You would presume routers don’t support this because there are some browser limitations. Well, actually, there is none: you can push the next history state without route change, but with another data.

Routers also don’t allow storing modal dialogs state. It leads either to hacks like allocating a specific path to each dialog or dialogs management without router at all.

Some routers even forbid mixing pathnames and hashes, while fragments (defined by hashes) are the vital part of the web platform and are the perfect fit for the use case of virtual routing. Which literally is rendering of different fragments of the same page depending on current data state.

Yes, you guessed it correctly: virtual routing cannot be implemented because routers assume you only have plain mapping (see #2).

What should we do then?

All this sounds awful. What should we do to solve our routing problem in a simple, maintainable, and scalable way without going crazy in the meantime? I’m glad you asked.

  1. You still need to deserialize the state from the path and serialize it back. Many libraries do it just fine. For instance, you can check path-to-regexp (used by react-router and page.js), path-parser (used by router5), or route-parser.

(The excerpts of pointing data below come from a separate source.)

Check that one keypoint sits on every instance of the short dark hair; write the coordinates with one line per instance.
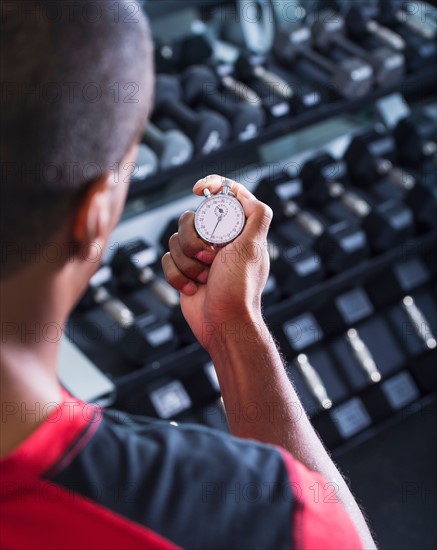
(76, 86)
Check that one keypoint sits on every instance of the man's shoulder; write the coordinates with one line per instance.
(197, 487)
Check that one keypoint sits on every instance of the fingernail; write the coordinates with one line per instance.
(205, 256)
(246, 194)
(200, 182)
(189, 289)
(203, 277)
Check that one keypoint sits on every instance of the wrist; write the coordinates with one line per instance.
(242, 331)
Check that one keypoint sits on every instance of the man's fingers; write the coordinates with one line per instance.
(175, 277)
(191, 268)
(258, 214)
(191, 244)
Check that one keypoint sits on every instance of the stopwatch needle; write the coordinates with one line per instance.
(218, 221)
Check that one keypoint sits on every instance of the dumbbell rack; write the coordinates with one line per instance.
(187, 364)
(422, 83)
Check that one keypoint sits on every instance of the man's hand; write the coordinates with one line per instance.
(220, 285)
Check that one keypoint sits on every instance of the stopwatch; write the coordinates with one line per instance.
(220, 218)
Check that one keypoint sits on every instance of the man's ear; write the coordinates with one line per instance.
(92, 219)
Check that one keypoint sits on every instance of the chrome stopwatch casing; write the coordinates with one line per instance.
(220, 218)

You also need to put that state into browser history (or sometimes not), and there is history.js lib for you, but you should probably just use Browser History API — it is in a good and consistent state across all major browsers right now.
  2. You need to add asynchronous dependencies check, which consists of additional script loading and data requests. Usually, this is what your controller handles already: redux-thunk, redux-saga, mobx, effector — whatever you prefer. If it handles your async logic, it could handle your async dependencies management.
  3. While the transition is happening, you need to know some meta info about it. It’s always different, so you can just save whatever structure you prefer to your state manager. In most cases, the basics you would like to know are the current screen, the next screen, and the transition state. But you could also store loading progress, all intermediary transitions (or redirects), additional context to help with the transition, scroll position, cause of transition, etc. Your state manager can store all that data with ease and keep it accessible for the business logic mentioned above.
  4. You need to render the screen. In a simple case, you need to choose a component by name and render it. In a more complex case, you could choose a component and all the modal screens depending on your business logic. Anyway, that’s the only reason for your view library to exist, so use it!

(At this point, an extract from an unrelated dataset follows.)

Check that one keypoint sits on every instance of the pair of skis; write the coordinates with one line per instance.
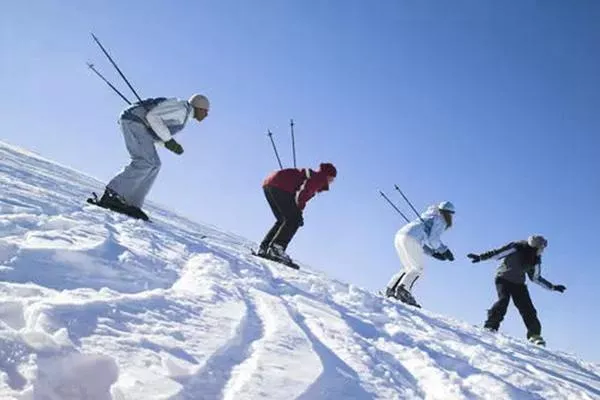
(290, 264)
(127, 210)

That’s it. You got the path, got dependencies for it, stored the meta info, and finally rendered the page. No router was harmed along the way.

Conclusion

It is extremely hard to build a general routing solution because of its high coupling with business logic and libraries used to define business logic.

Of course, if you don’t have business logic or put your business logic into the view layer, you will be fine with current solutions. But if you are building for the long term, putting your logic into view is neither maintainable nor scalable. Yes, separating model and view still is a thing.

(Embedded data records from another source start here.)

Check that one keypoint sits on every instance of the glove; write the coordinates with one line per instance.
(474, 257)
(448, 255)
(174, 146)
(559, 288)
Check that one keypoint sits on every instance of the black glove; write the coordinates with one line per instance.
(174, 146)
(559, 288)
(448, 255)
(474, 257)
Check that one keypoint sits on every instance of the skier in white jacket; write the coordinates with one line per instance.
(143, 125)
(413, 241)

There are some experimental projects though trying to treat routing as a process and mix it with state management. That could be a good angle to view this problem.

For example, universal-router resolves routes to actions that are fully capable of downloading requirements and deriving the current view state. It also allows you to pass any context to the action and return data of any type from that action. This, in turn, allows different approaches to business logic integration. You can inject your state and methods into the router and hand over control to it while the transition is happening. Or you can inject dependencies on action call, wait for the resolution, then continue with the business logic depending on the results. Still, its concept of middlewares is too simple, and it lacks community support and development predictability with at least some basic roadmap.

But why use any libraries, if routing can be so dead-simple when you do it in business logic?

So for now — you just don’t need a router.